OK, you might have to look twice to know this is the new MINI – well, redesigning an icon was always going to be tricky – but the taxman will know all about it.
Because he won’t be seeing much revenue from company car drivers who choose the new MINI.
Or, for that matter, small businesses and SME small fleets that purchase their company cars.
That’s because the new MINI Cooper D has CO2 emissions of just 92g/km. (It also happens to feature 114bhp too, so it’s no slouch.) It’ll also do 80.7mpg as well.
So when the new MINI Cooper D goes on sale in March 2014 it will have a company car tax banding of 14% for the 2014-15 tax year. That’s lower than the current MINI Cooper D.
And more to the point for SME small fleets, the new MINI Cooper D qualifies for 100% first year capital allowances if you purchase your company cars. Good for accelerating cash flow.
Fancy a MINI Cooper but not the diesel?
Then worry not. The new MINI Cooper features a massive drop in company car tax.

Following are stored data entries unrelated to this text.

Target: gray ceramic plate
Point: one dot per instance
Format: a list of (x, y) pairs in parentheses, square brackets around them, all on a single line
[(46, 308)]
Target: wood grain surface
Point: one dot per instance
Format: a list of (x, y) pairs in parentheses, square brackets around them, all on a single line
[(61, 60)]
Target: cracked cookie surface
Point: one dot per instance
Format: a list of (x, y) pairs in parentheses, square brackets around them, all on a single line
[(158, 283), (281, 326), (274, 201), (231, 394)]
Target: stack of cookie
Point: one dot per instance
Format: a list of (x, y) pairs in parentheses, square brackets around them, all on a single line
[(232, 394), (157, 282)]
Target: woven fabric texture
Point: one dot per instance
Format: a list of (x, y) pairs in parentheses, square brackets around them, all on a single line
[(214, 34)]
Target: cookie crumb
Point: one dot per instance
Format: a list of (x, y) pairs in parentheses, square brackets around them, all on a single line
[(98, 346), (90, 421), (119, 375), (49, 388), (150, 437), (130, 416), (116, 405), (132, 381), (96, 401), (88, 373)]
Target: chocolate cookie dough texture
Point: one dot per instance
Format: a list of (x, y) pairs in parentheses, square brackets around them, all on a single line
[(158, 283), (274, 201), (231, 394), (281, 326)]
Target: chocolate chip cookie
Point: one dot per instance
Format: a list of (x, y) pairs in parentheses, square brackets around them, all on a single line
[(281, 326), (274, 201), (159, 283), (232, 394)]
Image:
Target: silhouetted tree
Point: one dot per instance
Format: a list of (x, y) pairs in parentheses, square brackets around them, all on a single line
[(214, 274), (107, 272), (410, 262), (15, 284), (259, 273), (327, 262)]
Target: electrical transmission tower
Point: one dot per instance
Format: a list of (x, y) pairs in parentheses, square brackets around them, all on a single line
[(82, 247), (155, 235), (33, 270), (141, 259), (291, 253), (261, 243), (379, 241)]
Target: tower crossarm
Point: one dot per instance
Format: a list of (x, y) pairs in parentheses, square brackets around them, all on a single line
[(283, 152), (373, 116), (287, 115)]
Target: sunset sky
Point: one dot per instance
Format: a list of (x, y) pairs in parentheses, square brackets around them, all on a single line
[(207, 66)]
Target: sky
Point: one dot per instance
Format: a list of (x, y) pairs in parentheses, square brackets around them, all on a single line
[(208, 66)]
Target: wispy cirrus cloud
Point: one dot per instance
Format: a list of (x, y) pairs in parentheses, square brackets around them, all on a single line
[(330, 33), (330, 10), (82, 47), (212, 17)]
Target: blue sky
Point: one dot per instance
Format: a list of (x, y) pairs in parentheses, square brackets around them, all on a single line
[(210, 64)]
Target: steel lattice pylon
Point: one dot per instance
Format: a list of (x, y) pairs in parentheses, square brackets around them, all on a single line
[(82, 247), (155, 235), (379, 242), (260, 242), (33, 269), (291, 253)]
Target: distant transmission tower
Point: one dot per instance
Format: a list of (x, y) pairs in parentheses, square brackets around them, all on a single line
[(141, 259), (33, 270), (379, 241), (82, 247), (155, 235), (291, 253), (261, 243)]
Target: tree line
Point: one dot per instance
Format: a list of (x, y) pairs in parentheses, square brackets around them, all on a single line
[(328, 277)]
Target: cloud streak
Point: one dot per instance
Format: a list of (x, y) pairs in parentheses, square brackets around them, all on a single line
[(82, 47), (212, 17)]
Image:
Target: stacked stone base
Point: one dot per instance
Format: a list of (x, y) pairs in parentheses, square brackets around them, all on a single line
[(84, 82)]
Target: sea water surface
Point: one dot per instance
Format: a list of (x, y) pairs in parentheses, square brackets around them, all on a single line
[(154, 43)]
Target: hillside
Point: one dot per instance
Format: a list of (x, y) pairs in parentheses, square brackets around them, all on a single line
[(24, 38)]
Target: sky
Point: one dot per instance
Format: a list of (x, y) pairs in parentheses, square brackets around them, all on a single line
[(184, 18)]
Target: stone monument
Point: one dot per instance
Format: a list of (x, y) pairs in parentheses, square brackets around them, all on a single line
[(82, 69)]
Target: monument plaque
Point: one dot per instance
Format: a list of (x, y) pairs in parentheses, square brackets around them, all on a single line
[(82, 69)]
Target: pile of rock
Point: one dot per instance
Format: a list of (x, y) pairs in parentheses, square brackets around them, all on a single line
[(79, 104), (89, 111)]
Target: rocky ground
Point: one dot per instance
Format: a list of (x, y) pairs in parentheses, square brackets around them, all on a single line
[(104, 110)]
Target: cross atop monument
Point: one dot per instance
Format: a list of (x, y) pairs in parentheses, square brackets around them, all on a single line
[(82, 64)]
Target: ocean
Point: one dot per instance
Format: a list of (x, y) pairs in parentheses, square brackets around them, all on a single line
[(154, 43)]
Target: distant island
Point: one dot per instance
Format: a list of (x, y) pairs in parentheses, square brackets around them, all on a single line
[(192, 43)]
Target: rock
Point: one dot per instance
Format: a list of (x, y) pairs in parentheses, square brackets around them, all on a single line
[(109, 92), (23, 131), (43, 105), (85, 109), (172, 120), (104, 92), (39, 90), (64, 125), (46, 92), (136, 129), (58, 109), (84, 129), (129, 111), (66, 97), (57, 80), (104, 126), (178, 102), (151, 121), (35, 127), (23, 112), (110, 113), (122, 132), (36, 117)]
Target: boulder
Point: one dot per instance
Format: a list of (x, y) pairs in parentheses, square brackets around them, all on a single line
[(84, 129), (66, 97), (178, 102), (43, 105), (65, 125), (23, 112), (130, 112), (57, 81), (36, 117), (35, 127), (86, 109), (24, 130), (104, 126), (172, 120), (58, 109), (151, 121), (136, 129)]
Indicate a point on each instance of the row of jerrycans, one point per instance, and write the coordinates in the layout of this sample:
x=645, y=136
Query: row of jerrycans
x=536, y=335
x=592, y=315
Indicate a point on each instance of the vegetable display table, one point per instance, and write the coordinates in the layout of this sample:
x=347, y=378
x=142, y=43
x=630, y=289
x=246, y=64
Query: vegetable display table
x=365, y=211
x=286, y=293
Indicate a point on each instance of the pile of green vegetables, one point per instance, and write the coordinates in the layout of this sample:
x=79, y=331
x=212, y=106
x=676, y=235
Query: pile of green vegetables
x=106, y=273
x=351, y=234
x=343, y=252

The new MINI Cooper D qualifies for 100% first year capital allowances
It has 136hp and just 105g/km of CO2 (the current MINI Cooper has CO2 emissions of 127g/km), so when the new MINI Cooper goes on sale it will have a company car tax banding of 14% – the current car will be on 18%.
“The new MINI is significantly more efficient, which for company car drivers and business users will greatly improve their tax position,” commented Chris Brownridge, director of MINI.